| name | aggagent |
| description | Aggregate multiple agent trajectory JSON files and synthesize the most accurate answer. Use when you have N parallel agent runs stored as JSON files and want to identify the best answer by cross-verifying tool observations across trajectories. |
| disable-model-invocation | true |
| allowed-tools | Bash(python *) Bash(python3 *) |
| argument-hint | <trajectories_dir> |
AggAgent: Trajectory Aggregation
You are an aggregation agent. You are provided with a set of candidate trajectories from independent agents that attempted to solve the same task. Your goal is to synthesize the most accurate, complete solution by drawing on the best reasoning and evidence across trajectories.
You do NOT have access to the ground truth solution.
Input
$ARGUMENTS is a directory containing one JSON file per trajectory (one agent run per file). Each file has a messages field (list of conversation steps) and optionally question and prediction.
Required Procedure
Follow every step before writing your final answer.
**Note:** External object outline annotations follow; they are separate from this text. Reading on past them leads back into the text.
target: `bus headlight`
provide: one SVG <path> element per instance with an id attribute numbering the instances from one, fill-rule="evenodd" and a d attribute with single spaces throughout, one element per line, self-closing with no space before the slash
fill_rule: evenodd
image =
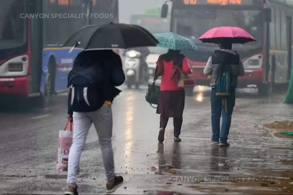
<path id="1" fill-rule="evenodd" d="M 11 63 L 8 64 L 9 72 L 22 72 L 23 66 L 22 63 Z"/>
<path id="2" fill-rule="evenodd" d="M 263 55 L 253 56 L 243 62 L 244 68 L 248 69 L 260 68 L 263 64 Z"/>

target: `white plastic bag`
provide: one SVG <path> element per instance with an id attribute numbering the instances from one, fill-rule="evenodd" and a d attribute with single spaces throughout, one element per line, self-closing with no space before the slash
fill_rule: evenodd
<path id="1" fill-rule="evenodd" d="M 70 123 L 70 130 L 66 129 Z M 59 131 L 57 170 L 58 172 L 67 171 L 69 151 L 72 141 L 72 123 L 68 120 L 64 130 Z"/>

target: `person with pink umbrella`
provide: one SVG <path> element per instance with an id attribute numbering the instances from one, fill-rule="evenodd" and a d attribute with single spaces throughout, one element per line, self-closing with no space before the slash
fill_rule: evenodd
<path id="1" fill-rule="evenodd" d="M 229 146 L 227 141 L 235 105 L 238 77 L 245 73 L 241 58 L 232 50 L 232 44 L 256 40 L 243 29 L 229 27 L 212 29 L 199 39 L 204 43 L 217 44 L 220 47 L 209 58 L 203 73 L 212 76 L 212 141 L 220 146 Z M 223 120 L 220 129 L 221 113 Z"/>

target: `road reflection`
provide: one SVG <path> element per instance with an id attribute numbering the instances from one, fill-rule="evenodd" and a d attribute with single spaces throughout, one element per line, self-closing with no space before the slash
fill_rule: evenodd
<path id="1" fill-rule="evenodd" d="M 126 98 L 127 108 L 125 115 L 125 129 L 124 135 L 124 159 L 125 165 L 129 167 L 131 165 L 132 156 L 131 151 L 132 149 L 133 142 L 133 115 L 134 107 L 133 105 L 134 96 L 133 93 L 131 92 Z"/>
<path id="2" fill-rule="evenodd" d="M 218 144 L 212 145 L 209 169 L 214 171 L 211 175 L 229 176 L 229 174 L 220 173 L 222 171 L 229 170 L 229 161 L 227 155 L 227 149 L 228 147 L 220 147 Z"/>

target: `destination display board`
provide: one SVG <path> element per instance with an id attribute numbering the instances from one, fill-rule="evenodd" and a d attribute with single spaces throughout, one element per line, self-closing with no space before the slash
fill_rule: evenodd
<path id="1" fill-rule="evenodd" d="M 176 5 L 216 5 L 225 6 L 260 6 L 261 0 L 173 0 Z"/>

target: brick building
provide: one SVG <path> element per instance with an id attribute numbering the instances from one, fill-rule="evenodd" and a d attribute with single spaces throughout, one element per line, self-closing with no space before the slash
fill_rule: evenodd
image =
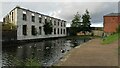
<path id="1" fill-rule="evenodd" d="M 104 16 L 104 32 L 113 33 L 116 32 L 120 24 L 120 13 L 110 13 Z"/>
<path id="2" fill-rule="evenodd" d="M 63 37 L 67 35 L 65 20 L 24 9 L 19 6 L 11 10 L 3 18 L 3 22 L 12 23 L 17 27 L 16 33 L 14 32 L 17 40 Z M 45 34 L 43 27 L 47 22 L 52 23 L 53 29 L 49 35 Z"/>

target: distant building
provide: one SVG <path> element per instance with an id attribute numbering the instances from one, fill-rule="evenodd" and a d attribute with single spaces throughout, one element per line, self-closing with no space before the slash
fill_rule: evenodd
<path id="1" fill-rule="evenodd" d="M 16 25 L 17 40 L 39 39 L 49 37 L 66 36 L 66 21 L 53 18 L 28 9 L 15 7 L 4 18 L 4 23 L 12 23 Z M 44 24 L 52 22 L 53 31 L 50 35 L 45 35 Z M 35 32 L 37 34 L 35 34 Z"/>
<path id="2" fill-rule="evenodd" d="M 120 24 L 120 13 L 110 13 L 104 16 L 104 32 L 114 33 Z"/>

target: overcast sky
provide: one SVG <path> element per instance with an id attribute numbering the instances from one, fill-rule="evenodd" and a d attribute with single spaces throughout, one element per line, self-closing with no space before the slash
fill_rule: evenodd
<path id="1" fill-rule="evenodd" d="M 91 26 L 102 27 L 103 16 L 118 12 L 118 2 L 2 2 L 0 3 L 0 21 L 16 5 L 45 15 L 64 19 L 70 26 L 74 14 L 80 15 L 88 9 L 91 15 Z"/>

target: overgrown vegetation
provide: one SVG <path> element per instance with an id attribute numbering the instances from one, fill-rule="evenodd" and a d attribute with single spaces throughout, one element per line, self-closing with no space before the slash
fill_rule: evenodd
<path id="1" fill-rule="evenodd" d="M 87 31 L 90 32 L 90 19 L 91 18 L 88 10 L 86 10 L 82 16 L 80 16 L 80 14 L 77 12 L 72 20 L 70 35 L 76 35 L 80 31 L 82 31 L 84 34 L 86 34 Z"/>

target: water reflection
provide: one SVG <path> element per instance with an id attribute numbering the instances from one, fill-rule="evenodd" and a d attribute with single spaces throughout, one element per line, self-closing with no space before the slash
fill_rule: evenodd
<path id="1" fill-rule="evenodd" d="M 63 57 L 67 51 L 83 42 L 84 39 L 66 40 L 61 38 L 3 48 L 3 65 L 13 65 L 13 57 L 17 57 L 24 62 L 26 58 L 32 57 L 37 58 L 42 66 L 51 66 Z"/>

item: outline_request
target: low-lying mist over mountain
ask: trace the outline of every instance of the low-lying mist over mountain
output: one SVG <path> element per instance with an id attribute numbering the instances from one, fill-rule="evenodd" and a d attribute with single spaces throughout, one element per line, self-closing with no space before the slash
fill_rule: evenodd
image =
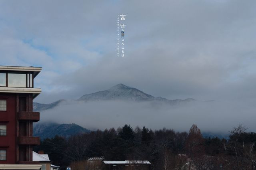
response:
<path id="1" fill-rule="evenodd" d="M 41 140 L 51 138 L 55 135 L 68 137 L 71 135 L 86 133 L 90 130 L 74 123 L 59 124 L 54 123 L 37 123 L 33 129 L 34 135 Z"/>
<path id="2" fill-rule="evenodd" d="M 149 101 L 154 103 L 167 104 L 174 105 L 183 105 L 189 102 L 195 101 L 195 100 L 191 98 L 185 100 L 168 100 L 161 97 L 155 97 L 136 88 L 127 86 L 123 84 L 118 84 L 108 90 L 84 95 L 76 100 L 61 99 L 48 104 L 34 103 L 33 107 L 34 111 L 41 111 L 52 109 L 58 105 L 108 100 L 137 102 Z"/>
<path id="3" fill-rule="evenodd" d="M 256 130 L 253 100 L 168 100 L 122 84 L 77 100 L 34 103 L 34 107 L 40 112 L 40 123 L 75 123 L 92 130 L 126 124 L 133 128 L 165 127 L 179 131 L 187 131 L 196 124 L 203 132 L 223 136 L 239 124 L 246 125 L 249 131 Z"/>

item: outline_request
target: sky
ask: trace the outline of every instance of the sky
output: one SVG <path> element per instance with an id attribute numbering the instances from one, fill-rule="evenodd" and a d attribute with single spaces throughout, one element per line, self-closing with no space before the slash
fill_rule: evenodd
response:
<path id="1" fill-rule="evenodd" d="M 1 0 L 0 65 L 42 67 L 42 103 L 120 83 L 170 99 L 246 103 L 256 95 L 256 8 L 254 0 Z"/>

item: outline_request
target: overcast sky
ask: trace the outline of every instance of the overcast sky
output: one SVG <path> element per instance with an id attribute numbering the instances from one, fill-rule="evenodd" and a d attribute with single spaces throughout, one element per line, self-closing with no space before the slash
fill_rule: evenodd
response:
<path id="1" fill-rule="evenodd" d="M 44 103 L 119 83 L 172 99 L 254 99 L 255 9 L 255 0 L 1 0 L 0 65 L 42 67 L 35 101 Z"/>

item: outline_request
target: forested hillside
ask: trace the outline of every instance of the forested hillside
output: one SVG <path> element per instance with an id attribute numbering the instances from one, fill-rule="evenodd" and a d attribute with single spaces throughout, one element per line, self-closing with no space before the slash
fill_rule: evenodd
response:
<path id="1" fill-rule="evenodd" d="M 44 139 L 35 150 L 44 150 L 54 164 L 77 170 L 84 169 L 78 162 L 96 156 L 109 160 L 147 160 L 155 170 L 250 169 L 255 165 L 256 133 L 246 130 L 239 125 L 226 140 L 204 138 L 195 125 L 188 133 L 145 127 L 133 129 L 126 125 L 68 138 L 56 136 Z"/>

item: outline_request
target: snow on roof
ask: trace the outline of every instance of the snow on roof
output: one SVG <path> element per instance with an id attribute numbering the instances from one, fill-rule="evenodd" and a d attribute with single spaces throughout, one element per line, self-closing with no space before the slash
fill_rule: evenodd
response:
<path id="1" fill-rule="evenodd" d="M 49 158 L 49 156 L 48 156 L 48 154 L 39 154 L 50 160 L 50 159 Z"/>
<path id="2" fill-rule="evenodd" d="M 104 160 L 105 164 L 151 164 L 148 160 Z"/>
<path id="3" fill-rule="evenodd" d="M 38 154 L 33 151 L 33 161 L 50 161 L 47 154 Z"/>
<path id="4" fill-rule="evenodd" d="M 102 160 L 104 159 L 103 156 L 94 157 L 92 158 L 88 158 L 87 161 L 92 161 L 93 160 Z"/>
<path id="5" fill-rule="evenodd" d="M 56 167 L 56 168 L 58 168 L 58 167 L 60 167 L 60 166 L 56 166 L 56 165 L 53 165 L 52 164 L 52 165 L 51 165 L 51 166 L 52 167 Z"/>

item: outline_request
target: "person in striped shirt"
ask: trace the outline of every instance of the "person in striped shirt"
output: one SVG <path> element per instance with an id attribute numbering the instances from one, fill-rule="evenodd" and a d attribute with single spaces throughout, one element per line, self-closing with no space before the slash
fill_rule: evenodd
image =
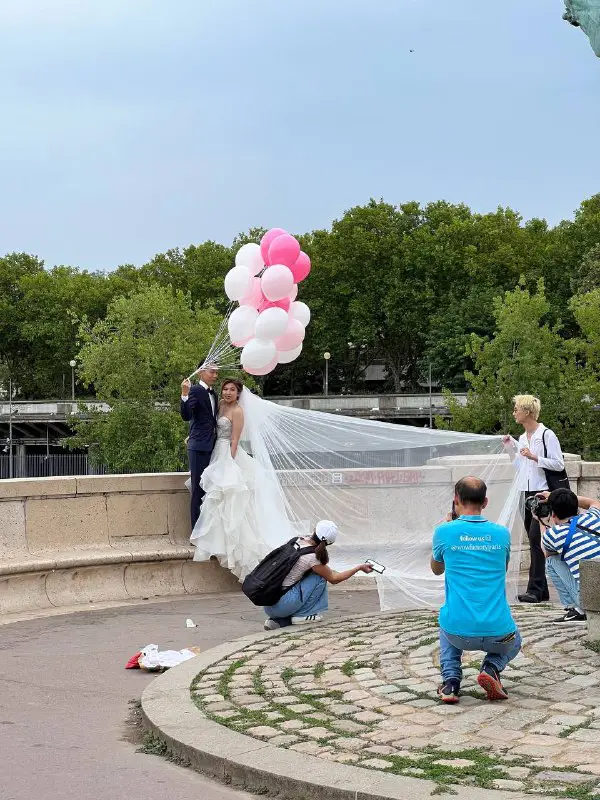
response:
<path id="1" fill-rule="evenodd" d="M 600 558 L 600 503 L 570 489 L 541 492 L 548 500 L 551 527 L 542 536 L 546 573 L 565 607 L 556 623 L 585 622 L 579 600 L 579 562 Z M 579 510 L 584 513 L 580 514 Z M 543 521 L 542 521 L 543 523 Z"/>

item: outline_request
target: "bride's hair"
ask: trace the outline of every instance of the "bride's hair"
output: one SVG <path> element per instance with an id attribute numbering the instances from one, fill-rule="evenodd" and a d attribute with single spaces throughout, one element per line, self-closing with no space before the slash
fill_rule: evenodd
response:
<path id="1" fill-rule="evenodd" d="M 221 394 L 223 394 L 223 389 L 229 384 L 232 384 L 238 390 L 238 400 L 239 400 L 240 395 L 244 389 L 244 384 L 241 381 L 235 380 L 234 378 L 227 378 L 227 380 L 223 381 L 223 383 L 221 384 Z"/>
<path id="2" fill-rule="evenodd" d="M 324 539 L 319 539 L 316 533 L 313 533 L 312 538 L 318 542 L 315 548 L 315 555 L 321 564 L 329 564 L 329 552 L 327 551 L 327 542 Z"/>

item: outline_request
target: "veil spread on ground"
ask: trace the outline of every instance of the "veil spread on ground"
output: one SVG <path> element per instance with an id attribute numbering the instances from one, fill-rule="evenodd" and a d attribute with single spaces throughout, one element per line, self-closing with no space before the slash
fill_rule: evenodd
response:
<path id="1" fill-rule="evenodd" d="M 514 470 L 500 436 L 438 431 L 278 405 L 244 389 L 242 446 L 263 476 L 255 502 L 261 533 L 277 547 L 332 519 L 335 568 L 367 558 L 385 565 L 384 610 L 438 608 L 443 578 L 429 567 L 436 525 L 465 475 L 488 486 L 486 516 L 512 531 L 509 600 L 516 595 L 521 524 Z"/>

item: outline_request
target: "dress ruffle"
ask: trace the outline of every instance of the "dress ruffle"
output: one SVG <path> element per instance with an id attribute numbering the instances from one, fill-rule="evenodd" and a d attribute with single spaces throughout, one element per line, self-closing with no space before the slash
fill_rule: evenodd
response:
<path id="1" fill-rule="evenodd" d="M 194 561 L 216 556 L 240 581 L 271 549 L 259 533 L 256 517 L 257 467 L 241 447 L 231 457 L 231 443 L 218 439 L 200 485 L 206 492 L 192 537 Z"/>

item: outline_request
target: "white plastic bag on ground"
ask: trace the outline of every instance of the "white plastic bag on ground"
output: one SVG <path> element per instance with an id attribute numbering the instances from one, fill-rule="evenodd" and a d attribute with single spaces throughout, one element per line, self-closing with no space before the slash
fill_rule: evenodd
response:
<path id="1" fill-rule="evenodd" d="M 149 644 L 142 649 L 138 663 L 142 669 L 147 670 L 170 669 L 194 658 L 195 655 L 196 653 L 187 649 L 161 651 L 157 644 Z"/>

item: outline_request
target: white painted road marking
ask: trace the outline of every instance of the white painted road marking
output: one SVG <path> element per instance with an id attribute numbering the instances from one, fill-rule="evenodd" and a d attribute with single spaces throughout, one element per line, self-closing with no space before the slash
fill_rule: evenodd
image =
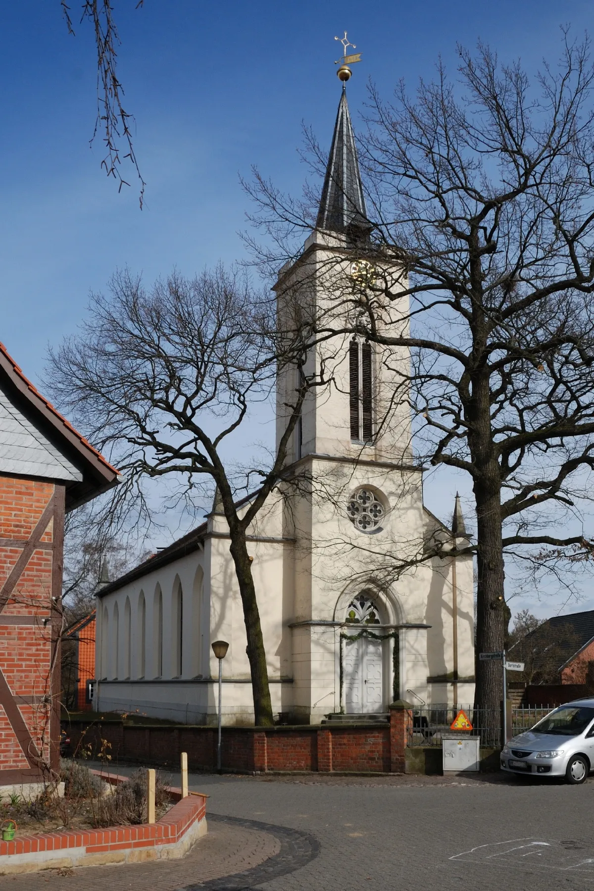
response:
<path id="1" fill-rule="evenodd" d="M 567 847 L 567 842 L 544 841 L 541 838 L 509 838 L 506 841 L 477 845 L 468 851 L 462 851 L 450 860 L 467 862 L 496 864 L 508 867 L 533 867 L 566 872 L 586 873 L 586 881 L 594 879 L 594 851 L 592 856 L 584 856 L 582 851 Z M 530 858 L 527 860 L 526 858 Z M 590 877 L 592 878 L 590 878 Z"/>

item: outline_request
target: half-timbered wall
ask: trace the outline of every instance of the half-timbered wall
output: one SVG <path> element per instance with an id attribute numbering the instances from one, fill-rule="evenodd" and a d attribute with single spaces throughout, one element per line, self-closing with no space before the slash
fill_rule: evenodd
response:
<path id="1" fill-rule="evenodd" d="M 57 766 L 63 517 L 62 486 L 0 477 L 0 787 Z"/>

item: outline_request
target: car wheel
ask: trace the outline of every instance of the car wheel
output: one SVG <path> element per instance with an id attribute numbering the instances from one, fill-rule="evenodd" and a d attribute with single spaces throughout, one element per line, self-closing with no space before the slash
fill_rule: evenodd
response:
<path id="1" fill-rule="evenodd" d="M 590 772 L 590 764 L 582 755 L 574 755 L 569 759 L 566 770 L 566 779 L 568 783 L 576 786 L 585 782 Z"/>

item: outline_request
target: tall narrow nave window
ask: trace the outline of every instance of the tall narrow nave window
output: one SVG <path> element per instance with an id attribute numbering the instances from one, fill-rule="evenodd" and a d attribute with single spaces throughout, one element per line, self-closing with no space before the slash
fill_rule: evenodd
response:
<path id="1" fill-rule="evenodd" d="M 370 442 L 373 437 L 371 345 L 351 340 L 348 359 L 351 439 Z"/>

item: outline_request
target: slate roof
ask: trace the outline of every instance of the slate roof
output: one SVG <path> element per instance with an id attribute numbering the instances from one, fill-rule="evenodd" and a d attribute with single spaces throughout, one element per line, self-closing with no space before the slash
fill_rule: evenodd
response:
<path id="1" fill-rule="evenodd" d="M 368 234 L 371 229 L 367 219 L 357 147 L 344 88 L 334 125 L 316 228 L 359 237 Z"/>
<path id="2" fill-rule="evenodd" d="M 569 613 L 566 616 L 552 616 L 546 622 L 543 622 L 536 631 L 532 631 L 526 634 L 526 637 L 523 638 L 523 640 L 530 638 L 533 634 L 541 634 L 543 629 L 546 630 L 547 625 L 553 630 L 555 628 L 569 627 L 575 635 L 574 641 L 572 641 L 571 643 L 568 641 L 564 641 L 563 638 L 559 639 L 559 649 L 563 653 L 562 663 L 559 665 L 560 671 L 594 638 L 594 609 L 586 609 L 584 612 L 579 613 Z M 521 640 L 517 641 L 513 647 L 509 648 L 509 651 L 511 652 L 514 647 L 518 646 L 521 642 Z"/>
<path id="3" fill-rule="evenodd" d="M 116 468 L 41 395 L 1 343 L 0 473 L 64 482 L 67 511 L 118 479 Z"/>

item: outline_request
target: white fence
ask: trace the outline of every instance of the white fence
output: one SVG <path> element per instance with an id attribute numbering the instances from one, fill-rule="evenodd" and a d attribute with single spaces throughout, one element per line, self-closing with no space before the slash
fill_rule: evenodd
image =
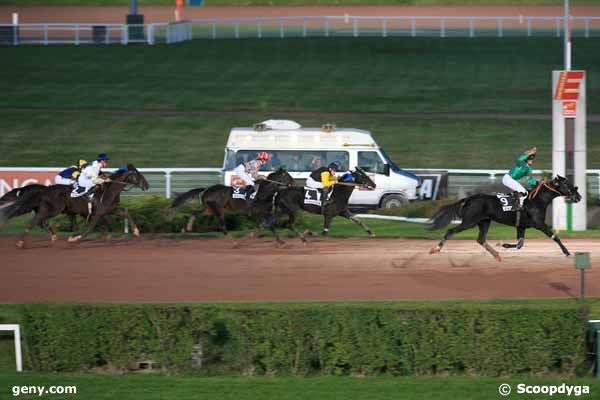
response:
<path id="1" fill-rule="evenodd" d="M 417 174 L 419 171 L 428 171 L 429 173 L 435 171 L 419 168 L 406 169 Z M 53 183 L 54 175 L 61 170 L 62 168 L 0 168 L 0 195 L 26 183 Z M 107 171 L 113 170 L 107 169 Z M 140 168 L 139 171 L 148 180 L 150 190 L 141 192 L 136 189 L 127 192 L 125 196 L 149 193 L 171 198 L 174 193 L 183 193 L 193 188 L 223 183 L 223 170 L 221 168 Z M 500 185 L 502 176 L 506 173 L 506 170 L 503 169 L 447 169 L 439 171 L 448 172 L 448 195 L 459 197 L 475 190 Z M 540 176 L 551 172 L 549 170 L 535 170 L 534 174 Z M 21 177 L 18 179 L 11 178 L 17 175 Z M 587 175 L 588 193 L 592 196 L 597 195 L 600 200 L 600 169 L 588 169 Z"/>
<path id="2" fill-rule="evenodd" d="M 571 17 L 573 37 L 600 37 L 600 17 Z M 318 16 L 193 19 L 146 25 L 0 25 L 0 44 L 177 43 L 192 39 L 307 37 L 561 37 L 563 17 Z"/>

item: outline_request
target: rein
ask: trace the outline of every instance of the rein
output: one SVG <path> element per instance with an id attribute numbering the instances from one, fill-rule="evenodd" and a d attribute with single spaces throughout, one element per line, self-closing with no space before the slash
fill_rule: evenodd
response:
<path id="1" fill-rule="evenodd" d="M 540 181 L 540 183 L 539 183 L 539 184 L 536 186 L 536 188 L 535 188 L 535 189 L 533 189 L 533 190 L 532 190 L 532 191 L 529 193 L 529 196 L 527 196 L 527 197 L 529 198 L 529 200 L 533 200 L 533 199 L 534 199 L 534 198 L 535 198 L 535 197 L 538 195 L 538 193 L 539 193 L 540 189 L 542 188 L 542 186 L 545 186 L 545 187 L 546 187 L 548 190 L 550 190 L 551 192 L 554 192 L 554 193 L 558 194 L 559 196 L 562 196 L 562 194 L 561 194 L 561 193 L 560 193 L 558 190 L 556 190 L 556 189 L 554 189 L 552 186 L 550 186 L 550 184 L 549 184 L 547 181 L 545 181 L 545 180 L 542 180 L 542 181 Z"/>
Step 1 — Survey the landscape
Get trajectory metadata and all final solutions:
python ${CLAUDE_SKILL_DIR}/scripts/get_solution.py $ARGUMENTS
This prints TRAJECTORY METADATA (step counts, tool usage) and all final solutions. Read the question and note where trajectories agree or disagree.
Step 2 — Verify with tool observations
Do NOT rely solely on final solutions or a trajectory's own reasoning. This step is mandatory — you must inspect trajectory evidence before synthesizing, even when solutions appear similar.
Search for a specific term or claim:
python ${CLAUDE_SKILL_DIR}/scripts/search_trajectory.py $ARGUMENTS <trajectory_id> "<query>"
Use --role tool to restrict to actual tool responses — avoids misleading matches on the agent's own reasoning:
python ${CLAUDE_SKILL_DIR}/scripts/search_trajectory.py $ARGUMENTS <trajectory_id> "<query>" --role tool
Use --k N for more matches (default 5, max 10).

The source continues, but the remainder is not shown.